Another type of optical sensor is called the Live Fluid Analyzer (“LFA”), which is a Trademark of Schlumberger Corporation, the assignee of the present invention. The LFA is different from the OFA because the LFA includes a methane channel at the wavelength of a “methane peak”. Both the LFA and OFA have an oil channel at the wavelength of an “oil peak.” A “methane peak” is a molecular vibration absorption peak of methane, whose wavelength corresponds to the resonance of the CH bond in a methane molecule. One methane molecular vibration absorption peak occurs at a wavelength of about 1,670 nm. The molecular vibration absorption occurs independently of the color of the fluid and independently of whether the methane is in the gas phase or dissolved in the formation fluid. Similarly, an “oil peak” is a molecular vibration absorption peak of oil, whose wavelength corresponds to the resonance of the combination of CH2 and CH3 groups in an oil molecule. The oil peak typically is at a wavelength of about 1,720 nm.
Typically, OBM filtrate contains negligible amounts of methane, so the OD at the methane peak will increase as the fluid sample is withdrawn from the formation. The OD of the methane peak will asymptotically approach the OD at the methane peak of the formation fluid. The percent contamination of the fluid sample may be determined by monitoring the OD in the methane channel and comparing it to the asymptotic value.

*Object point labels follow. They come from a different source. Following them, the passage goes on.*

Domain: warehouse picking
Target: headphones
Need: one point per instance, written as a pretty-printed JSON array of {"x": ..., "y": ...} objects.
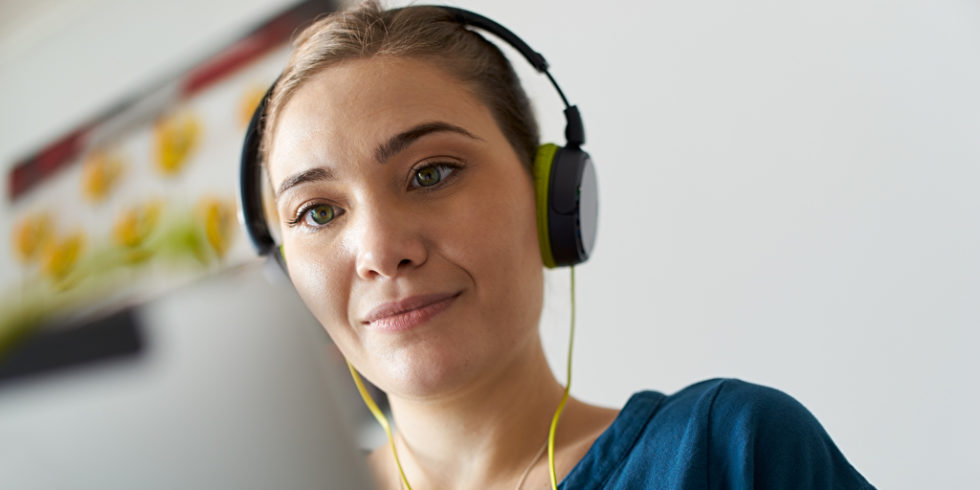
[{"x": 565, "y": 188}]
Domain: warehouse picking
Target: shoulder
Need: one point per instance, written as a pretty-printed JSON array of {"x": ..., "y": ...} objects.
[{"x": 731, "y": 434}]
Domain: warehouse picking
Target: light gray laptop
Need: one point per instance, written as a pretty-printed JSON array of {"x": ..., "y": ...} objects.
[{"x": 225, "y": 383}]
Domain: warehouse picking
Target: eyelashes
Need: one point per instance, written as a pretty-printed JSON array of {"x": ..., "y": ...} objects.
[{"x": 429, "y": 176}]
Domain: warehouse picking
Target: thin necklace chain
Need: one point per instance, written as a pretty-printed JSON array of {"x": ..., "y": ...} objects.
[{"x": 527, "y": 471}]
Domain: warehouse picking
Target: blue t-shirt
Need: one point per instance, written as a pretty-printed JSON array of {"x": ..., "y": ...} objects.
[{"x": 720, "y": 433}]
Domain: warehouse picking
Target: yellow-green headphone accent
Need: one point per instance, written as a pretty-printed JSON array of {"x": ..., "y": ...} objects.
[{"x": 542, "y": 181}]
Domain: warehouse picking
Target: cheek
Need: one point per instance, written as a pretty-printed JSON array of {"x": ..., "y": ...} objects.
[{"x": 320, "y": 283}]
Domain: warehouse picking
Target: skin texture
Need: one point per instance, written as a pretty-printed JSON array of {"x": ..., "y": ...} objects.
[{"x": 471, "y": 392}]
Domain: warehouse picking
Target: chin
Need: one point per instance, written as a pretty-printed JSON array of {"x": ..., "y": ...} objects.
[{"x": 427, "y": 375}]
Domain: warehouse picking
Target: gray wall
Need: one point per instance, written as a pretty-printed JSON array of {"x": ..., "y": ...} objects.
[{"x": 788, "y": 192}]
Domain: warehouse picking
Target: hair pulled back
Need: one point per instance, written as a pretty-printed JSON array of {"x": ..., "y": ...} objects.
[{"x": 421, "y": 32}]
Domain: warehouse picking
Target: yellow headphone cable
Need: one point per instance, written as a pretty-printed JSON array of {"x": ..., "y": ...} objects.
[{"x": 380, "y": 417}]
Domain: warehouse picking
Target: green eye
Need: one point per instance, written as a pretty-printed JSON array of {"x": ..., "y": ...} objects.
[
  {"x": 428, "y": 176},
  {"x": 431, "y": 175},
  {"x": 321, "y": 214}
]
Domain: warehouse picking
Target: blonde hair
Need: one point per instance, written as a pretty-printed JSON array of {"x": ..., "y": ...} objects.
[{"x": 422, "y": 32}]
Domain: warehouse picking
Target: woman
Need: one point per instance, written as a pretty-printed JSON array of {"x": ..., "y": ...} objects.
[{"x": 398, "y": 144}]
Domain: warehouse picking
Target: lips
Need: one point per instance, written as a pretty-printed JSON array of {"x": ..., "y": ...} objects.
[{"x": 409, "y": 312}]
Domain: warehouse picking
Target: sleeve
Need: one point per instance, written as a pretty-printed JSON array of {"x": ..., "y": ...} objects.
[{"x": 762, "y": 438}]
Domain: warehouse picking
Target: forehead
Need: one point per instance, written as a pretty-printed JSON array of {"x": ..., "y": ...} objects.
[{"x": 342, "y": 113}]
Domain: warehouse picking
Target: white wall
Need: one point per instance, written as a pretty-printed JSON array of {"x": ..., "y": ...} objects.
[{"x": 788, "y": 193}]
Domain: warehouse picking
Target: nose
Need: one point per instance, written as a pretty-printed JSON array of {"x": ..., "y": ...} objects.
[{"x": 387, "y": 243}]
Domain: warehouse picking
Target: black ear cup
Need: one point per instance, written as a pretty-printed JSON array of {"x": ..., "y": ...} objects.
[{"x": 568, "y": 205}]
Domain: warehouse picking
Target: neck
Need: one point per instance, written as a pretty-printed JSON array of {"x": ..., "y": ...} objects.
[{"x": 488, "y": 431}]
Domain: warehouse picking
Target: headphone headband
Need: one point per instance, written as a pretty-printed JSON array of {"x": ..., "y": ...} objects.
[{"x": 252, "y": 208}]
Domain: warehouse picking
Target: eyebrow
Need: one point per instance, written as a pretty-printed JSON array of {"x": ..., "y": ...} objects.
[
  {"x": 382, "y": 154},
  {"x": 310, "y": 175},
  {"x": 402, "y": 140}
]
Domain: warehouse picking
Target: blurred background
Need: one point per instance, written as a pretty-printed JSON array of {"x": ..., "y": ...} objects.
[{"x": 788, "y": 190}]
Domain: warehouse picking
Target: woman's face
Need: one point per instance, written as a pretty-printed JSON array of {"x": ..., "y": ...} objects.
[{"x": 408, "y": 224}]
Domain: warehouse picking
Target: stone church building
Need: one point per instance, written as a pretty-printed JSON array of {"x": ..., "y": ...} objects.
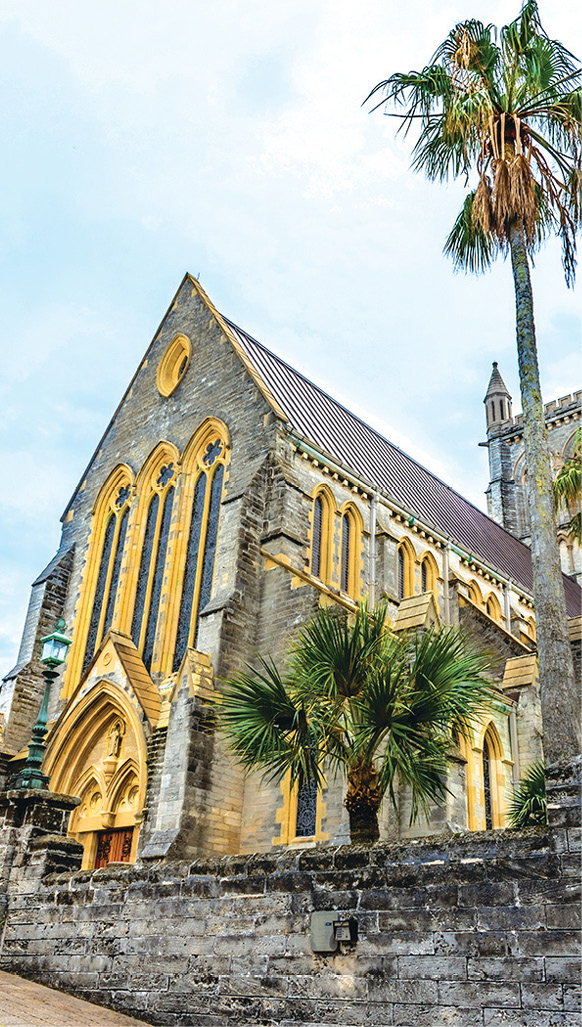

Another formation fluid property that may be calculated using a methane channel is the gas oil ratio (“GOR”). The GOR is the ratio of the volume of hydrocarbons in the gaseous phase in the native formation fluids over the volume of liquid hydrocarbons at standard conditions. The GOR is important in the design of the upstream and downstream production facilities. For example, if the GOR is high, the surface facilities must be designed to handle a large amount of gas from the well. One method for calculating the GOR is disclosed in U.S. Pat. No. 6,476,384 to Mullins, et al., incorporated by reference in its entirety, which is assigned to Schlumberger Technology Corporation, the assignee of the present invention.
Another type of optical sensor is called the Condensate and Gas Analyzer (“CGA”), which is a Trademark of Schlumberger Corporation, the assignee of the present invention. A CGA uses optical channels at specific frequencies to get a better estimate of the spectrum of gases and liquids present in a fluid sample. For example, a typical CGA has a channel that corresponds to the resonance peak for molecular vibration absorption in carbon dioxide. A typical CGA is able to determine mass concentrations of methane, non-methane gaseous hydrocarbons, carbon dioxide, and liquid hydrocarbons.
While these analyzers provide convenient methods for monitoring various components in formation fluids and, hence, the extent of the mud filtrate contamination in the formation fluids, they may still be affected by the color of the fluid sample, the amount of water present in the fluid sample, and any particles in the fluid sample that scatter the incident light used to measure the OD. It is desirable to have methods that remove the effects of color, water, and scattering.